European Communications Law and Technological Convergence: Deregulation, re-gulation and regulatory convergence in television and telecommunications
Title: European Communications Law and Technological Convergence: Deregulation, re-gulation and regulatory convergence in television and telecommunications
Author: IBÁÑEZ COLOMO, Pablo
Citation: Florence, European University Institute, 2010
Series/Report no.: EUI PhD theses; Department of Law
Technological convergence' is an expression depicting the blurring of boundaries between television and telecommunications. As a consequence of this process, the economic assumptions underlying legacy regulatory regimes no longer reflect market realities. Thus, technological convergence pushes for regulatory change, and this, in three directions: (i) deregulation, i.e. the removal of tools providing for exclusive and special rights; (ii) regulatory convergence, i.e. the creation of a level-playing-field between incumbents and new entrants and (iii) re-regulation, i.e. the introduction of new tools, either to replace legacy ones or to respond to emerging concerns. The first part of the dissertation examines the reaction to technological convergence in television and telecommunications regulation. While deregulation was unavoidable in both sectors, so pressing were technological developments, there are marked differences in other respects between them. Television regulation is an example of a 'defensive' reaction, in the sense that steps towards regulatory convergence and re-regulation have been slow and incremental. As a result, legislation is remarkably unstable and distortions, unavoidable. In addition, competition law has emerged as a source of regulation to deal with some concerns neglected in explicit regulatory regimes. In the telecommunications sector, by contrast, the Regulatory Framework for electronic communications constitutes an attempt to lay down, ex novo, a flexible and lasting regime. The second part examines choices around 'conflict points' between regimes, i.e. those areas of substantive overlap between the three sources of regulation identified above. Two conclusions follow from the analysis. First, it appears that one must differentiate, for normative purposes, between regulatory objectives (pluralism, effective competition, harmonisation...) and the specific tools through which these are implemented. In this sense, it seems feasible and justified to reconcile conflicting objectives across the value chain along the lines of tools that are more suited to apply in a changing environment. Secondly, it is noted that television and telecommunications activities are so inextricably linked that any attempt to regulate one of the two sectors in isolation from the other, as is currently the case, is artificial and unsustainable.
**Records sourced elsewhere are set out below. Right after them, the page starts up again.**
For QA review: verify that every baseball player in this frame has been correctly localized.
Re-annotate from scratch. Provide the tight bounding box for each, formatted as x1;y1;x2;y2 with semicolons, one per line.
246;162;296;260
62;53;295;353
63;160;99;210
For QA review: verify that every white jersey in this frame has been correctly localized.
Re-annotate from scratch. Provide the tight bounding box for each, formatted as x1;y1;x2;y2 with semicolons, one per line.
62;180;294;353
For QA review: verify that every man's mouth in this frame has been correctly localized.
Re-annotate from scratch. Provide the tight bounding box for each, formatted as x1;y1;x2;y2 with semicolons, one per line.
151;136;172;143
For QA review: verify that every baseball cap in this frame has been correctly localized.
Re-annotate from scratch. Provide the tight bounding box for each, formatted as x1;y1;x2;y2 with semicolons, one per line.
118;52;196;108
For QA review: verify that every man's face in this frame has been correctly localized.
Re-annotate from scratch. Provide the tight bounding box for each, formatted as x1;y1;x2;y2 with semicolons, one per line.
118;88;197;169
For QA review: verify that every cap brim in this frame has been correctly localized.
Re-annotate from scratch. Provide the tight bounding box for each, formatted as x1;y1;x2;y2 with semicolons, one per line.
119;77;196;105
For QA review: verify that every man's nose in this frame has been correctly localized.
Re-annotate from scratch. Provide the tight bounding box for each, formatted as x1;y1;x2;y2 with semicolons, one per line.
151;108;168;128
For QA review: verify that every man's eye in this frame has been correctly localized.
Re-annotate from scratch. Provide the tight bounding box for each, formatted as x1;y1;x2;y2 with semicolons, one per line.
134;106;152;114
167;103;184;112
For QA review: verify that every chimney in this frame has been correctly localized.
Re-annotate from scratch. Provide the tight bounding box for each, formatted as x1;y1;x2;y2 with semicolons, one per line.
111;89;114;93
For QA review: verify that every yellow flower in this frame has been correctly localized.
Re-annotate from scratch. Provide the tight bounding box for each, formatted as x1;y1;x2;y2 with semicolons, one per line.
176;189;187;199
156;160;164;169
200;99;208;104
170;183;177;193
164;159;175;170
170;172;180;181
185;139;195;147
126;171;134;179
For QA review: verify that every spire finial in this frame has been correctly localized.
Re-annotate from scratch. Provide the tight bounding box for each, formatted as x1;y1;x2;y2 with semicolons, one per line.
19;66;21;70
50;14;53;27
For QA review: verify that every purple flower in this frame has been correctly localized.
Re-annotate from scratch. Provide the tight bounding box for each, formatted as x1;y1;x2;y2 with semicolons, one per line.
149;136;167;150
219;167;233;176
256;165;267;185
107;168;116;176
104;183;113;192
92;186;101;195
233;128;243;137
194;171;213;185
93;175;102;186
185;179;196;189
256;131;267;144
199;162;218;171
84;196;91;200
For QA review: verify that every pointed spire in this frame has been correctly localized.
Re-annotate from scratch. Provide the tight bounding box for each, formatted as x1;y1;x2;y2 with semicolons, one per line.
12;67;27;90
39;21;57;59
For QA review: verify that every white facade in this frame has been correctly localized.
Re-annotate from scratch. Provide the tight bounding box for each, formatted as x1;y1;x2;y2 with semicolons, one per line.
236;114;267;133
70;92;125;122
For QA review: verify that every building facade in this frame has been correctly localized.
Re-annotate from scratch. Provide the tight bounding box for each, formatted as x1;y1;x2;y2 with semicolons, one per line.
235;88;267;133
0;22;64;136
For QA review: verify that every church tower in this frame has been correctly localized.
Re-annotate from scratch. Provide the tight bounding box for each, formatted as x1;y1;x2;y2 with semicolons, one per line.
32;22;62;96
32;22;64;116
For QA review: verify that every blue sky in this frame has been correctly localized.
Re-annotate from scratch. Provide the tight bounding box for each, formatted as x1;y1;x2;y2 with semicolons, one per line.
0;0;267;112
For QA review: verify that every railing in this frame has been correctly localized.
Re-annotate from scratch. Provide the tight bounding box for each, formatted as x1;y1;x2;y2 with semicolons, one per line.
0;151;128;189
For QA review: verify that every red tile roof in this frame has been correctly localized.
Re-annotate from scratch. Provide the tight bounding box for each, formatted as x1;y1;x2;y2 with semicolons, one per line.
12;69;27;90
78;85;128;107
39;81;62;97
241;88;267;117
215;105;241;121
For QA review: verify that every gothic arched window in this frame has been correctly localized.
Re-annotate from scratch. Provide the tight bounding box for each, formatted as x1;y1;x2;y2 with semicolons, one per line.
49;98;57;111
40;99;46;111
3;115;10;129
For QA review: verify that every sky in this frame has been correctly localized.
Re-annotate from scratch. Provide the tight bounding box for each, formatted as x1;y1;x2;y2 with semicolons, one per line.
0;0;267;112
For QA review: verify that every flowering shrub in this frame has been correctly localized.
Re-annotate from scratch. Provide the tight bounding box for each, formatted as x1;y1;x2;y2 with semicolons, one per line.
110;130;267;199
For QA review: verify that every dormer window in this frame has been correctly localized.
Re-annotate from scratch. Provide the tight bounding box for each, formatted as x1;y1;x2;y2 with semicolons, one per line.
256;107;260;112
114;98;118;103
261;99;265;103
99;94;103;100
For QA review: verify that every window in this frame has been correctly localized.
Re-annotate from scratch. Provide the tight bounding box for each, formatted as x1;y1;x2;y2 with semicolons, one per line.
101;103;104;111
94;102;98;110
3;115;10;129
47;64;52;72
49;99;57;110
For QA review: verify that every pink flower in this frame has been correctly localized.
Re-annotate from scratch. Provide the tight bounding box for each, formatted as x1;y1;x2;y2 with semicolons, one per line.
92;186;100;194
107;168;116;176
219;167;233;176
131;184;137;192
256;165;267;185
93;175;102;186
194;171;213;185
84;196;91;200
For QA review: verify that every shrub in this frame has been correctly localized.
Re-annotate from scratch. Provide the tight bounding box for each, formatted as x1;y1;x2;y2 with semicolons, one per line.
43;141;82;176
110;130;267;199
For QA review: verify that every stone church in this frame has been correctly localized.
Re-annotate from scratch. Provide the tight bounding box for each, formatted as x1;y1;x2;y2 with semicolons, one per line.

LC Subject Heading: Telecommunication -- Law and legislation -- European Union countries; Television -- Law and legislation -- European Union countries; Antitrust law -- European Union countries
Defense Date: 10/06/2010; Examining Board: Prof. Heike Schweitzer - Supervisor, European University Institute Prof. Antonio Bavasso - University College London Prof. Bruno de Witte - Universiteit Maastricht Prof. Paul Nihoul - Université Catholique de Louvain; Awarded the Jacques Lassier Prize for the best doctoral thesis in Competition Law by the International League of Competition Law. The Prize is awarded every two years for Ph.D. dissertations written in competition law and related fields (including intellectual property and unfair competition), and was established in memory of Jacques Lassier, a former President of the League and one of the first practitioners in continental Europe to understand the importance of EU competition rules. The ceremony took place at Christ Church College in Oxford during the annual congress of the League.